[R] Probably a good use for apply

Fri Jun 1 01:25:05 CEST 2012

Yes you are correct.  I want need to change my sample number specification to the number of elements in the vector.  

So sampleWorker function should be:

sampleWorker <- function(x) return(sample(c(TRUE,FALSE),length(x), replace = TRUE, prob = c(x, 1-x)))

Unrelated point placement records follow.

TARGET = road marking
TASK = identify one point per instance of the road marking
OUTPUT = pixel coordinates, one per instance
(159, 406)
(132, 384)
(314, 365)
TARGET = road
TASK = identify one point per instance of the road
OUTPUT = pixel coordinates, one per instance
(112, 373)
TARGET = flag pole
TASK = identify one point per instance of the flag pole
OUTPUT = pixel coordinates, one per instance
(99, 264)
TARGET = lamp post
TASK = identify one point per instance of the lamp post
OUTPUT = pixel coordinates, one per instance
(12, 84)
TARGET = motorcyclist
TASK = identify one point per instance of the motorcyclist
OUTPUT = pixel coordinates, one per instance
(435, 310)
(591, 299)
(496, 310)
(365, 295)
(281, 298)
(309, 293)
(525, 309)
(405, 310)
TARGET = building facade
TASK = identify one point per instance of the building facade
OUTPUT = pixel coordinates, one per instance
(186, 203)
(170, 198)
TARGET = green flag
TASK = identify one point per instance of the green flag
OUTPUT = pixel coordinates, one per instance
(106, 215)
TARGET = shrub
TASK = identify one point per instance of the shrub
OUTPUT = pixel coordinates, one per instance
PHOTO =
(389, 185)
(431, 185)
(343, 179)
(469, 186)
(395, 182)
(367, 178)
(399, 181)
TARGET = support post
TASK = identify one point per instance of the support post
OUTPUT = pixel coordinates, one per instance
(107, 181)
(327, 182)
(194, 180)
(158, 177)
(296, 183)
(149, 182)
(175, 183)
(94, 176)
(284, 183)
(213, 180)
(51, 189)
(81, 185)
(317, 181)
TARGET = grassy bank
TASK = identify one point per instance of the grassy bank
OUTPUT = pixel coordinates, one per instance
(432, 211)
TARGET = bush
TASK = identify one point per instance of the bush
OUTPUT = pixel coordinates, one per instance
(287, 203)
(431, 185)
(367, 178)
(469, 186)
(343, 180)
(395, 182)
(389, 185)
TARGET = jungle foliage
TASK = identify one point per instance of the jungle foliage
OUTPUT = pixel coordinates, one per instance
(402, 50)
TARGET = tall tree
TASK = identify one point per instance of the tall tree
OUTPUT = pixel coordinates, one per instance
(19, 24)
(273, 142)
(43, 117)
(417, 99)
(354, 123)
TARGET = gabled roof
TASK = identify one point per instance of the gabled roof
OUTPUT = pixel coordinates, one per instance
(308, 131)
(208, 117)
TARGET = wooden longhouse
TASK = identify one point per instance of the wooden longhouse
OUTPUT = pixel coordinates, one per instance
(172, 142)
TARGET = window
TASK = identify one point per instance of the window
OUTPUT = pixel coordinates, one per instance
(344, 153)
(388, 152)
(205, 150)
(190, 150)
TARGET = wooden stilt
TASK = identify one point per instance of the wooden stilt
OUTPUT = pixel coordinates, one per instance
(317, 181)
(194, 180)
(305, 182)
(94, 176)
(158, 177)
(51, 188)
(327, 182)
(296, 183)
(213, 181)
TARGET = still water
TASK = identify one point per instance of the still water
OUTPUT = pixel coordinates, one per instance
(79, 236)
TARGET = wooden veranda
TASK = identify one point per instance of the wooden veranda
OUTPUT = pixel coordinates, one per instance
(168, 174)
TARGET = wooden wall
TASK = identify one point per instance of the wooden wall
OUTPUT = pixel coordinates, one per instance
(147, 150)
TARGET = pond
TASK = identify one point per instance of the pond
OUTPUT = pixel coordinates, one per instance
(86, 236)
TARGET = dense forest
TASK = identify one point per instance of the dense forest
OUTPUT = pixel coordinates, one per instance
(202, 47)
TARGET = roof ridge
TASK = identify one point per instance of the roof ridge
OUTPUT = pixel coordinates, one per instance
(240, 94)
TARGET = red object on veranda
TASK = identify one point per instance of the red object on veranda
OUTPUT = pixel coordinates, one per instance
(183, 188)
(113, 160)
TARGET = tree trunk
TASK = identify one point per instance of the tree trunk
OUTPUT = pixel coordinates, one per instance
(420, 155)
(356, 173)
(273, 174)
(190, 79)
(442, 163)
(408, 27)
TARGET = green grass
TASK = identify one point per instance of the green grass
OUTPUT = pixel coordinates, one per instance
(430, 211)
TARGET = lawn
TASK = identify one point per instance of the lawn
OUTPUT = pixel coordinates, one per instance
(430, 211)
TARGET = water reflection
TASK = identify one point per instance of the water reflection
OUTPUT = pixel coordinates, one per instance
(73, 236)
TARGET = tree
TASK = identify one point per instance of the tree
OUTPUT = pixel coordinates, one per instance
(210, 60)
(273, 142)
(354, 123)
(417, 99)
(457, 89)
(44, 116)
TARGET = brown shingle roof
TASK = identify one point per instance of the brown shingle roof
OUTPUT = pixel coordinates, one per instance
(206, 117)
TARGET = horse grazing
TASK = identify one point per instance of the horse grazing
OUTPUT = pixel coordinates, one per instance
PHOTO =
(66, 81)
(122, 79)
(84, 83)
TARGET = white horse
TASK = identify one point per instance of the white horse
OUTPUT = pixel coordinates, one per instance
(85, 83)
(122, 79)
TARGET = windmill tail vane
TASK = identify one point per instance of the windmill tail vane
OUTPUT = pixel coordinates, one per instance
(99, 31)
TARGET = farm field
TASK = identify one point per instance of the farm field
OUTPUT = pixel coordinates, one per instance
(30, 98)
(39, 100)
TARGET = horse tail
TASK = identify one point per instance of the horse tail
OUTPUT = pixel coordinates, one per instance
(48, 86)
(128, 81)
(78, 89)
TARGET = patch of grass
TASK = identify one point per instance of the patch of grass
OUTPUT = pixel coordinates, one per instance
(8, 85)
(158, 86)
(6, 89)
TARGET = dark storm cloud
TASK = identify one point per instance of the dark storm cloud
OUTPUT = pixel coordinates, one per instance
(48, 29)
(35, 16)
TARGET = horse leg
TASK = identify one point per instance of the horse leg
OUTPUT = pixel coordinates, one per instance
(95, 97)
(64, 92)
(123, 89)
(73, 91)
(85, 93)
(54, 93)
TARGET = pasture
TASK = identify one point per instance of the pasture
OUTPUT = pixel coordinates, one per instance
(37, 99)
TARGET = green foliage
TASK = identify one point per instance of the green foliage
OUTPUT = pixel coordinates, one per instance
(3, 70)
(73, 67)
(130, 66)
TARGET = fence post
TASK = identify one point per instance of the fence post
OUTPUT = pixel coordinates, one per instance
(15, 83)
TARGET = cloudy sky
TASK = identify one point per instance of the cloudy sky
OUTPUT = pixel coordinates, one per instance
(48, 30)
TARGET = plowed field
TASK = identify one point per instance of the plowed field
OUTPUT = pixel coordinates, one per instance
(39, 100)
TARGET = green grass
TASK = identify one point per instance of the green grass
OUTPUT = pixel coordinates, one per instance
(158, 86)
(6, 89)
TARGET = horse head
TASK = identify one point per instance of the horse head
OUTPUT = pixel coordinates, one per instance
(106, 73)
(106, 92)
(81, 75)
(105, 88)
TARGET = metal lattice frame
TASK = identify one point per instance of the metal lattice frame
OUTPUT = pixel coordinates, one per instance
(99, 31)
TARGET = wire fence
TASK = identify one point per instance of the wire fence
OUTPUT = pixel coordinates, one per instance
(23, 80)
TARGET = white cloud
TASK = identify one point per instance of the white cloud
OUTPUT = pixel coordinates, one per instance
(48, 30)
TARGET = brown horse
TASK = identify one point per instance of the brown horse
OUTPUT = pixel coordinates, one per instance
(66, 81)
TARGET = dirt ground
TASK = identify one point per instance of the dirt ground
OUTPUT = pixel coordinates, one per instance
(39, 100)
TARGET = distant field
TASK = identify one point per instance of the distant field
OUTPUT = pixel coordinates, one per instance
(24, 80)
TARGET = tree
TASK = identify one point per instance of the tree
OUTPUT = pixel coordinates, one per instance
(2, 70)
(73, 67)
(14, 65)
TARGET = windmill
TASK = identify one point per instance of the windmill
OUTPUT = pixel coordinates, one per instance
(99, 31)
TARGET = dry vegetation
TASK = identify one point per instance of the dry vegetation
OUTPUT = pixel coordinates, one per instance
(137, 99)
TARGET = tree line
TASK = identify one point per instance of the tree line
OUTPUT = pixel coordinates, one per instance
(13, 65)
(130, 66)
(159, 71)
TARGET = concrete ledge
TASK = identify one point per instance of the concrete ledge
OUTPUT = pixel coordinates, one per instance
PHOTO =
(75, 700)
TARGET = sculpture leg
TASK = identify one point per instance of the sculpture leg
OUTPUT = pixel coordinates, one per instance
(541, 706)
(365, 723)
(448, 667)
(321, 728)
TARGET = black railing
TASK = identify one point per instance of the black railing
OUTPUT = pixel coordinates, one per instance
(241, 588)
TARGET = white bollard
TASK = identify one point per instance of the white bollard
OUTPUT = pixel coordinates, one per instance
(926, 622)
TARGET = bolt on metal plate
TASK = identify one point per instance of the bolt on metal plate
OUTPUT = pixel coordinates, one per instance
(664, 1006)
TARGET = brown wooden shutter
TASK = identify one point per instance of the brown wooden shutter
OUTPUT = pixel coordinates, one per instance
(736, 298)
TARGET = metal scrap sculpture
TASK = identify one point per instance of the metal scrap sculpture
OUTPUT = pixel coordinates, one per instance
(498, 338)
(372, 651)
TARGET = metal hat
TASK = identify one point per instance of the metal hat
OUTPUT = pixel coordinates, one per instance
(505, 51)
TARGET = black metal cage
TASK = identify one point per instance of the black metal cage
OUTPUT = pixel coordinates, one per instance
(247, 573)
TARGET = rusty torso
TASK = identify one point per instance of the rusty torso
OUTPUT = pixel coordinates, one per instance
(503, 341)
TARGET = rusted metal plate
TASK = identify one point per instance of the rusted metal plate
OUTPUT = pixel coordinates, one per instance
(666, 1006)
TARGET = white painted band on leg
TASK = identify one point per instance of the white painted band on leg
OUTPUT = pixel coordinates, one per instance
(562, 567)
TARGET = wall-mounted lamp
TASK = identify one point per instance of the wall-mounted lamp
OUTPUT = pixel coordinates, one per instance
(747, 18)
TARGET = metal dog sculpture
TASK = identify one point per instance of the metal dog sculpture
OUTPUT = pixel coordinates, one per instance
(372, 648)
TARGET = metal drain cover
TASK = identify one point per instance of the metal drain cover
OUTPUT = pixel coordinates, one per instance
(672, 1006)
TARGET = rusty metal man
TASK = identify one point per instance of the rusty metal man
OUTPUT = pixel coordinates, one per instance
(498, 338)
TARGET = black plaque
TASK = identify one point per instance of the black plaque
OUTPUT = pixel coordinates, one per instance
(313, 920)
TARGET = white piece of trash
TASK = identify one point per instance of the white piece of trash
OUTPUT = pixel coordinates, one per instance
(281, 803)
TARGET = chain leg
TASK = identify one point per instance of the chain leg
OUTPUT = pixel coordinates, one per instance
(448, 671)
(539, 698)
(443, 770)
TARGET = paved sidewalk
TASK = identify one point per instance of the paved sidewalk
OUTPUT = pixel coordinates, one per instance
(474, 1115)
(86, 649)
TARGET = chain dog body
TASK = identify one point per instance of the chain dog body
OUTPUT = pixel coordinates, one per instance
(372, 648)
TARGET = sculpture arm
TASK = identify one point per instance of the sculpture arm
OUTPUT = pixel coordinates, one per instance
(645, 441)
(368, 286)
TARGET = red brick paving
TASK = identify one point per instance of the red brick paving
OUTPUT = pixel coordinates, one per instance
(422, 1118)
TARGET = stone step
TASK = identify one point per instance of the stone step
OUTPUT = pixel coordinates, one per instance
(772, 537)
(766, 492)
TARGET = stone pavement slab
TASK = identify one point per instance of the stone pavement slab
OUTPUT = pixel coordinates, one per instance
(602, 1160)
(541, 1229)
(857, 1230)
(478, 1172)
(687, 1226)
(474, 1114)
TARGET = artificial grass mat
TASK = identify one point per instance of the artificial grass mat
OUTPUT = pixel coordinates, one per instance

So this is where I get a little confused with using apply functions.  Isnt x each element of each vector.  So in the sample data I provide there are 4 x's, and each would be put into the sampleWorker function using the lapply.
#sample data 
test_<- list(a=c(.85,.10),b=c(.99,.05))

To show what I want without using a list of vectors and instead just a single one see below:

IsWorker.Hh_ <- lapply(c(.9,.1) , sampleWorker)
#Returns:
[[1]]
[1] TRUE

[[2]]
[1] FALSE

Now I just need to run through each vector of the list I specify, in this case test_.  Then I need to sum the TRUES for each vector.  So again if we assume the test_ data would result in a single TRUE for each vector (because of the .85 and .99 probabilities) the result would be 

> IsWorker_
 $a
 [1] 1
 $b
 [1] 1

Perhaps lapply isnt the right tool?  I have seen a couple of comments on the list that say the plyr package is easy to figure out but you lose out on speed and that is my issue right now.  I can do what I need to do using some for loops but its way way too slow.  Any guidance is appreciated.  Thanks guys

Josh

-----Original Message-----
From: Sarah Goslee [mailto:sarah.goslee at gmail.com] 
Sent: Thursday, May 31, 2012 1:35 PM
To: ROLL Josh F
Cc: r-help at r-project.org
Subject: Re: [R] Probably a good use for apply

Hi,

On Thu, May 31, 2012 at 1:08 PM, LCOG1 <jroll at lcog.org> wrote:
> This is great thank you.  I think I am getting the hang of some of the 
> apply functions.  I am stuck again however.  I have list test_ below 
> and would like to apply the sample function using each element of each 
> vector as the probability and return a TRUE or FALSE that I will 
> ultimately sum the TRUES by vector.
>
> test_<- list(a=c(.85,.10),b=c(.99,.05)) #Write a function to sample 
> based on labor force participation rates to determine presence of 
> workers in household sampleWorker <- function(x) 
> return(sample(c(TRUE,FALSE),x, replace = TRUE, prob = c(x, 1-x)))

Your first problem is that sampleWorker() doesn't run with a single component of test_ so it can't possibly run in an apply statement.

Please reread ?sample - the second argument is the size of the desired sample, but what you are passing is a non-integer vector of length 2.
What do you actually want this to be?

Then for prob, you're passing c(x, 1-x)) but x is again a non-integer vector of length 2, so that results in a vector of length 4, which is longer than the number of options sample() is choosing from.

Do you perhaps want to pass only a single probability at a time? But even then you need to resolve the size problem.

Sarah

> IsWorker.Hh_ <- lapply(test , sampleWorker)
>
> I am doing something wrong with the setup becuase i am getting an 
> error about specifying probabilities incorrectly.
>
> The result I am looking for for  IsWorker_ to be (assuming the .85, 
> and . 99 probabilities 'win' from each vector and the lower values do not.
>
>> IsWorker_
> $a
> [1]TRUE
> $b
> [1]TRUE
>
> but ultimately I will need to sum the TRUEs for each vector
>
>> IsWorker_
> $a
> [1] 1
> $b
> [1] 1
>
>
> Thanks
>
> Josh
>

--
Sarah Goslee
http://www.functionaldiversity.org